Lonsdale
January 29, 2006

Michael Lonsdale
Just saw Munich, Spielberg's thriller about the Israeli assassination squad that avenged the murder of Olympic athletes in 72. I don't rate film very highly. But what I want to do here is draw attention to one of the secondary actors. He has one of those faces that you instantly recognise because you have seen him a dozen times. The trouble is you can't remember where. I refer to Michael, or sometimes Michel, Lonsdale, who plays the quintessentially amoral Frenchman named in the film only "Papa". The scene in which he presides over a extended family luncheon with millions of adoring grandchildren is utter tosh of course, as is the whole notion of his empire of information. I was just happy to see his jowly face again, and try to recall its previous outings. Two come to mind straight away. He was the baddy Hugo Drax in one of the great Roger Moore James Bonds, Moonraker. And in the 1972 Day of the Jackal, he played Claude Lebel, the detective whose inspired work foils James Fox's assassination bid on de Gaulle. In that film he has a moustache and no beard but the big cheeks are a giveaway. Further research reminds me that he was the abbot in The Name of the Rose, and Anton Grigoriev -- the Russian consul in Berne -- in the TV series Smiley's People. Actually he'd been in scores of films, most of them French, since the 1960s. He is half-and-half. His father was English and his mother French, and he was born in Paris in 1931. Interesting character.
Brice de Nice
May 16, 2005

Brice de Nice
There are three types of French film. First, the films that do sufficiently well that they travel abroad and form part of the general image of what constitutes French cinema. Second, the vast majority of films that flop at home and end up as late-night television repeats. And third, those films which will never be seen outside of France because their reference-points are too franco-français, but which are somehow perfect for the domestic market. A classic example of this last category is the new hit Brice de Nice. No-one will ever hear of it outside of France (and maybe Belgium and Switzerland) but it is a huge success at the box-office here -- arguably therefore a far better cultural insight than the normal "auteur" fodder. Brice de Nice (pronounced to rhyme with 'vice' for some reason) is an undemanding romp about a long-haired surf dude living on the Riviera. That is the first joke, because of course there are no waves in the Mediterranean.

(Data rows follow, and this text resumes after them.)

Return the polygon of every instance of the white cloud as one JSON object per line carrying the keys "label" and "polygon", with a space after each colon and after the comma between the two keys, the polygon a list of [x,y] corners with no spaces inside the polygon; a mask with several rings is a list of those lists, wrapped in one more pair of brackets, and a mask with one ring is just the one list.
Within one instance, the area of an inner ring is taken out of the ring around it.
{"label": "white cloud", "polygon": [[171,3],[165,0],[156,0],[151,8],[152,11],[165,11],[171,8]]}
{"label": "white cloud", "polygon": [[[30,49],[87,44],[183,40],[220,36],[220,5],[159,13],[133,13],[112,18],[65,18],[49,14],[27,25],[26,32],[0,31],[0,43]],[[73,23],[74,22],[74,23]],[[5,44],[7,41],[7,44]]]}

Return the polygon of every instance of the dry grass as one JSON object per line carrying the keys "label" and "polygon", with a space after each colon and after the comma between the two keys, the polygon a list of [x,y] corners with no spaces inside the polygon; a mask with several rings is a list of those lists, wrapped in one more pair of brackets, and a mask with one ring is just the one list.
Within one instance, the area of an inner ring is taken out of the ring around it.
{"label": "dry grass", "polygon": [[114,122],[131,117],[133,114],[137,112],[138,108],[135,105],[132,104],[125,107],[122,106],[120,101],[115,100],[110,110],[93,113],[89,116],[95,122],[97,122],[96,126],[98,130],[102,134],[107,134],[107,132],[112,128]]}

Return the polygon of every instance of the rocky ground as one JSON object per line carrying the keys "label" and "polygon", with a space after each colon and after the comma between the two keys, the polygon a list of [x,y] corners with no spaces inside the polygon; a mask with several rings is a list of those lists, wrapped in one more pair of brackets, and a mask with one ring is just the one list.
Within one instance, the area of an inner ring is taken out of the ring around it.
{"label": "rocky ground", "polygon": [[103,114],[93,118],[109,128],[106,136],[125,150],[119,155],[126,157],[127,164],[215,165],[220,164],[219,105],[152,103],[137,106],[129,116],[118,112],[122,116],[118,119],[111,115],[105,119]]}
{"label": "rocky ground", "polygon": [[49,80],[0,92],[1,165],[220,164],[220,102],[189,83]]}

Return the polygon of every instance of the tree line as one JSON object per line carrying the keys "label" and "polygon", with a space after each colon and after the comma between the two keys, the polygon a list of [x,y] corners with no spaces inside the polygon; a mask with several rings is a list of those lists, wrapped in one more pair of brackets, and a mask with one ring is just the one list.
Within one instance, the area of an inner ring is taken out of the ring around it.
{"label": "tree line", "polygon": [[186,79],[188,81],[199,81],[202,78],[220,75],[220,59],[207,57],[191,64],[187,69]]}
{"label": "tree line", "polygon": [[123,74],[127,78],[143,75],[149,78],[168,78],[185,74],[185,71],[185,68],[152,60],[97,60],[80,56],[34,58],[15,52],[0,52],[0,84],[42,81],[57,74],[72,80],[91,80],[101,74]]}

He wears a yellow T-shirt and black baggy trousers, and is obsessed by the Patrick Swayze film Point Break. Jean Dujardin, the actor who plays Brice, created the character on the stand-up circuit, and it was via the Internet that word of the film got about. Since it was released a couple of months ago it has achieved cult status among the school-going public. I went with my two eldest (aged 11 and 9) and they had to explain half the jokes. Brice's trademark is a downward chopping motion with the right arm, conducted to the word "Cassé!" Apparently this is what you chant in the playground when you beat someone in an argument. Everyone is doing it now, I'm told. Highly immature -- but good fun.